ROCCARAINOLA (Nello Lauro- Il Mattino)- Senza stipendi non si cantano messe, né si aprono le porte del paradiso incantato. E proprio dalla foresta dei sogni nasce la clamorosa protesta. Potrebbe restare chiusa, salvo accordi dell’ultima ora, la foresta demaniale di Roccarainola, la più grande della Campania con i suoi 950 ettari di superficie e 100mila piante. L’ennesima giornata di passione per i 14 idraulici forestali che non ricevono lo stipendio dallo scorso 16 dicembre. E ancora una volta si sono affidati ai fedeli compagni di tutti i giorni che sorvegliano e difendono: gli alberi. Ieri all’alba si sono arrampicati su un carpine nero alto 30 metri per manifestare tutta la delusione e la rabbia per il mancato arrivo del salario. E con questo sono quattro i mesi passati senza. “E’ da dicembre che il nostro conto non vede un bonifico – dicono i lavoratori – e dalla Regione Campania sono giunte finora solo promesse.

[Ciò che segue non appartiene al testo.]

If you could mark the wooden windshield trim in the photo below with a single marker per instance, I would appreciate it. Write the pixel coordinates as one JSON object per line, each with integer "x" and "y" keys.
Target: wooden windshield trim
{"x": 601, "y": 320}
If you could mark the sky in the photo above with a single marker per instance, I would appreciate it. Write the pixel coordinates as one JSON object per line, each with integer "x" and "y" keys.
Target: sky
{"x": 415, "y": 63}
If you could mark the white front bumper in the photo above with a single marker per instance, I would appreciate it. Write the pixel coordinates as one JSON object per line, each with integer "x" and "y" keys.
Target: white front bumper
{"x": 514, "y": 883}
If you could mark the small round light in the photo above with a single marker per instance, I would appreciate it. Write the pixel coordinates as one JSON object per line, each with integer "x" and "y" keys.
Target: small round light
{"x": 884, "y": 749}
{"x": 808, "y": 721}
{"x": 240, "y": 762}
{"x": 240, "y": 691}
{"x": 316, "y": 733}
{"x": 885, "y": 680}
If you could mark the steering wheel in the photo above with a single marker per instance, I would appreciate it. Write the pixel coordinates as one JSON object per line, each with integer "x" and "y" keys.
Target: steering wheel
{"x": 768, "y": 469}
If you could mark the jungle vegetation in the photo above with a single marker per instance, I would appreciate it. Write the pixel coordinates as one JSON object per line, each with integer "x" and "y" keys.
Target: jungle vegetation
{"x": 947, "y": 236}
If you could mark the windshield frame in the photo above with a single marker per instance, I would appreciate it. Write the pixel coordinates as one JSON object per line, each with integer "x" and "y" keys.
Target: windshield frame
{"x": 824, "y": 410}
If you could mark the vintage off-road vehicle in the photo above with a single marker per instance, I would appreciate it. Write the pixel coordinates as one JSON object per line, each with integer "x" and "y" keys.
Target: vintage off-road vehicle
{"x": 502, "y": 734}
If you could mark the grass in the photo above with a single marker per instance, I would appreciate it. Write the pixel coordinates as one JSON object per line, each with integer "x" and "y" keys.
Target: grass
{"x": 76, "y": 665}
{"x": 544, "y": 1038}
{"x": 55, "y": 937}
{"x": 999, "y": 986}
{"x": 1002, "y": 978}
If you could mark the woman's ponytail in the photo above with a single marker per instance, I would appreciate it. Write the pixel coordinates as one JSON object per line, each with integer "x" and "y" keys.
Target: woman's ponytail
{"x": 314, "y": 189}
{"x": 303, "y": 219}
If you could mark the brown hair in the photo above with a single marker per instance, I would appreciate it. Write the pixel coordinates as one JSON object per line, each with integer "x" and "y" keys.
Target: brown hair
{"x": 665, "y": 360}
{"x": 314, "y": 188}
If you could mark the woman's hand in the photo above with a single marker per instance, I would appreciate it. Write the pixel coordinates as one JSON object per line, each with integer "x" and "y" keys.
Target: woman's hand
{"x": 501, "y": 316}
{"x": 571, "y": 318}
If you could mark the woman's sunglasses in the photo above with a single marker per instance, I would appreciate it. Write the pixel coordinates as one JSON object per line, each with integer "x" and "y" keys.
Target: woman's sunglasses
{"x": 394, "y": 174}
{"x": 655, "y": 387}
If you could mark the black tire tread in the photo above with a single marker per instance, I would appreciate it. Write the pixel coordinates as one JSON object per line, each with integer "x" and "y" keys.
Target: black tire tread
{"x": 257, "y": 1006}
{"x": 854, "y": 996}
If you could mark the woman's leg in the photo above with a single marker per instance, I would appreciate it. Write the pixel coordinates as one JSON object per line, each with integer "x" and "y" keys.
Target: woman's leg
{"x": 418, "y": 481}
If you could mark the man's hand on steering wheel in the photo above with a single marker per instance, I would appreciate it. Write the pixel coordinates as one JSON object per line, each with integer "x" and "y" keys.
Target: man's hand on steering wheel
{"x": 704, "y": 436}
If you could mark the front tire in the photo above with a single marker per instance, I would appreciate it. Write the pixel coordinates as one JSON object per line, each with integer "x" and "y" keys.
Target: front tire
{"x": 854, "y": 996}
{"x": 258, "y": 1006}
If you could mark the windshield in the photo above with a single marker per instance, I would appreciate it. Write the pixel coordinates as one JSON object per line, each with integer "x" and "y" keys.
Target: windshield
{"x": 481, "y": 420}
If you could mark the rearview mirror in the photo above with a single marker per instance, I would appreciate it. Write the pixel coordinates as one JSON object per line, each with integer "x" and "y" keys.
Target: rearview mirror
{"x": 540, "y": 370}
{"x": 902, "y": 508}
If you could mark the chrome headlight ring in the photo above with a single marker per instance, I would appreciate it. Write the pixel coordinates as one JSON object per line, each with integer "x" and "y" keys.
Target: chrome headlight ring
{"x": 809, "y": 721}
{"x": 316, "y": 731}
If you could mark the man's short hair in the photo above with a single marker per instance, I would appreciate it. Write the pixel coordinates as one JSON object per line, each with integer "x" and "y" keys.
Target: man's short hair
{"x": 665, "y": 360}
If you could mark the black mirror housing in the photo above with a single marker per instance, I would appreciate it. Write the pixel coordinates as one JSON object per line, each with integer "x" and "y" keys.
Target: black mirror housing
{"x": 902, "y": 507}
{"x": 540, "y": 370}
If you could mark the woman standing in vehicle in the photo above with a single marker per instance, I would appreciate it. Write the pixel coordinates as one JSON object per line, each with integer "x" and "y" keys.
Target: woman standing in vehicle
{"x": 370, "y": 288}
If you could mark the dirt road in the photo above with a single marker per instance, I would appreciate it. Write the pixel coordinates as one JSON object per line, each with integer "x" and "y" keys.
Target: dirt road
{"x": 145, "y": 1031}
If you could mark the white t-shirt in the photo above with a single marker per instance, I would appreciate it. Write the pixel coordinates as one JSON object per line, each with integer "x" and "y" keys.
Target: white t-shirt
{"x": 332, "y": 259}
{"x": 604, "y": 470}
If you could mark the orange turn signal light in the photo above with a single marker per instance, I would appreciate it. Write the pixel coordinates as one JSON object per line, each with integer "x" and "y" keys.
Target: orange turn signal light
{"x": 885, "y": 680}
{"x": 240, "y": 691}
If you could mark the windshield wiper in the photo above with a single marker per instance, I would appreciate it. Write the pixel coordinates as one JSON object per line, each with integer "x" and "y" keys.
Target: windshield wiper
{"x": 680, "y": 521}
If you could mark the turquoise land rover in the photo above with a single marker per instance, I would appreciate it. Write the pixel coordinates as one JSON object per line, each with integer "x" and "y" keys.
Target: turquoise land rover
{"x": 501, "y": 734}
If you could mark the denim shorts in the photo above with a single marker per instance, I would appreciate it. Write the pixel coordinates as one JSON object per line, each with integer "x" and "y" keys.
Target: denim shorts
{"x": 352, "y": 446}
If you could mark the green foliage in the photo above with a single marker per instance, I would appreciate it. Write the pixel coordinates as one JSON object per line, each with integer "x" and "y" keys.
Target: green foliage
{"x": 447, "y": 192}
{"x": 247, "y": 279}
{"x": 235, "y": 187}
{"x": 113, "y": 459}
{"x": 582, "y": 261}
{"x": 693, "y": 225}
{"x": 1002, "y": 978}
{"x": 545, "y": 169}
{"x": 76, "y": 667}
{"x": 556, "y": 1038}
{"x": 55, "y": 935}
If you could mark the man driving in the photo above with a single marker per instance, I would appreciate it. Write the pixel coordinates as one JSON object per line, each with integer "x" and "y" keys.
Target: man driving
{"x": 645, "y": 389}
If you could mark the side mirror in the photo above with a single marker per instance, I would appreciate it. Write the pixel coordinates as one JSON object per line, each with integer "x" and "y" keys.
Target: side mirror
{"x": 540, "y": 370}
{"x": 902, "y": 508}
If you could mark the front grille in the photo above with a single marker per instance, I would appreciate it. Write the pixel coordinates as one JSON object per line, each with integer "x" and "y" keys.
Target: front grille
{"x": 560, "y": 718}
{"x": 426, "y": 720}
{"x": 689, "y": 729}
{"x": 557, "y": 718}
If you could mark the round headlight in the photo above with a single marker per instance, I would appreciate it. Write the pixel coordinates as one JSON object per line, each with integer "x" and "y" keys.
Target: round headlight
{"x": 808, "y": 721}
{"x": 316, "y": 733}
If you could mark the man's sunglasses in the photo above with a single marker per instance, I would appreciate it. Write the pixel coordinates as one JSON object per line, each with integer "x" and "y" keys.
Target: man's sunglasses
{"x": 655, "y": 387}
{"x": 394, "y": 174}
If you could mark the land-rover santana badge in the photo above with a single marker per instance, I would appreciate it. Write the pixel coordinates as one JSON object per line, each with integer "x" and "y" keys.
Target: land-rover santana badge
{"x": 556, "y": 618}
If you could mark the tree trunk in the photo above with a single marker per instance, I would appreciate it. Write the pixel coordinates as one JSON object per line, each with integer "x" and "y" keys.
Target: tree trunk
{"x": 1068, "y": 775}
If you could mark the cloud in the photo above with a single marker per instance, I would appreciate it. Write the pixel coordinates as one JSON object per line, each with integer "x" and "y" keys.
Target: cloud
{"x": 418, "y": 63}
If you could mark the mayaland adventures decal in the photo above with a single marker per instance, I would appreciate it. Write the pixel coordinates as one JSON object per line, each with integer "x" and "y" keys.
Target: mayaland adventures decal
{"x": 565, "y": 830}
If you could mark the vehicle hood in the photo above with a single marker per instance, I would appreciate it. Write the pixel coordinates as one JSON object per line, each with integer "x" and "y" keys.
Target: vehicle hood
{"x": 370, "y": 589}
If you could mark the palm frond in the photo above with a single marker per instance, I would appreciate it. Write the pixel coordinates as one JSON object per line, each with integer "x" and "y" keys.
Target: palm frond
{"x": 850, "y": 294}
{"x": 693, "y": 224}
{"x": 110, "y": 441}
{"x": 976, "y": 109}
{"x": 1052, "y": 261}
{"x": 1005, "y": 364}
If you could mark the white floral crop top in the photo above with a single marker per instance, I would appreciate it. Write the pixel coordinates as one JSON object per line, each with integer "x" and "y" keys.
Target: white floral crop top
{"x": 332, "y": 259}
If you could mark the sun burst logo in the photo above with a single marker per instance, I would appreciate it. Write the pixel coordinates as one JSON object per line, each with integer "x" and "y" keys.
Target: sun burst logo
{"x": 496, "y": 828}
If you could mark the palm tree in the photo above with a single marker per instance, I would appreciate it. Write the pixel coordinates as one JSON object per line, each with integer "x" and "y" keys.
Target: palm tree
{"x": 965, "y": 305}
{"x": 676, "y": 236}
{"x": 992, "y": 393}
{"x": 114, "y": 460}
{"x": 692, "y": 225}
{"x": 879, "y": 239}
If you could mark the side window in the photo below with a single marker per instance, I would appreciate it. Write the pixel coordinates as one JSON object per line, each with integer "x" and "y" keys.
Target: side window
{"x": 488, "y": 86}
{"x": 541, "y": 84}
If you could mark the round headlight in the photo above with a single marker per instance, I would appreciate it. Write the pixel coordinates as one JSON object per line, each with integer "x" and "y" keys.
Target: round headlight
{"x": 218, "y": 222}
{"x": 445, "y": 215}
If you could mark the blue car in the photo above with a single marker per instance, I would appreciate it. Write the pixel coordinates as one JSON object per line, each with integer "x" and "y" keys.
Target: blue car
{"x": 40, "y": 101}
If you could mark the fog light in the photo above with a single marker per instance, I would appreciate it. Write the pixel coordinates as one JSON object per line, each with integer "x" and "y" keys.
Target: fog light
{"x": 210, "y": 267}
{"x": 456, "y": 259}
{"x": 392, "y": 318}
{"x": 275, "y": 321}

Le bollette, gli affitti e le altre scadenze, invece, arrivano puntuali. Ci hanno detto già due settimane fa che tutto sarebbe stato risolto, ma niente è cambiato, il solito balletto di responsabilità su chi deve mettere l’ultima firma”. “E’ oggettivamente difficile andare avanti così – continuano i lavoratori della foresta – se le cose non dovessero cambiare saremmo costretti a restare chiusi nel giorno di Pasquetta, ci dispiace per i tanti visitatori che vengono da tutte le province, ma è l’unico modo per far sentire la nostra voce”. Sul posto in località Fossa Agnone sono arrivati i militari della stazione cittadina, i carabinieri forestali e il sindaco di Roccarainola Raffaele De Simone. “Condivisibile il loro disagio – afferma il primo cittadino – e comprensibile anche che vogliano restare chiusi nel giorno in cui la foresta fa registrare il tutto esaurito”. Un vero e proprio smacco per uno dei siti naturali più visitati della Regione.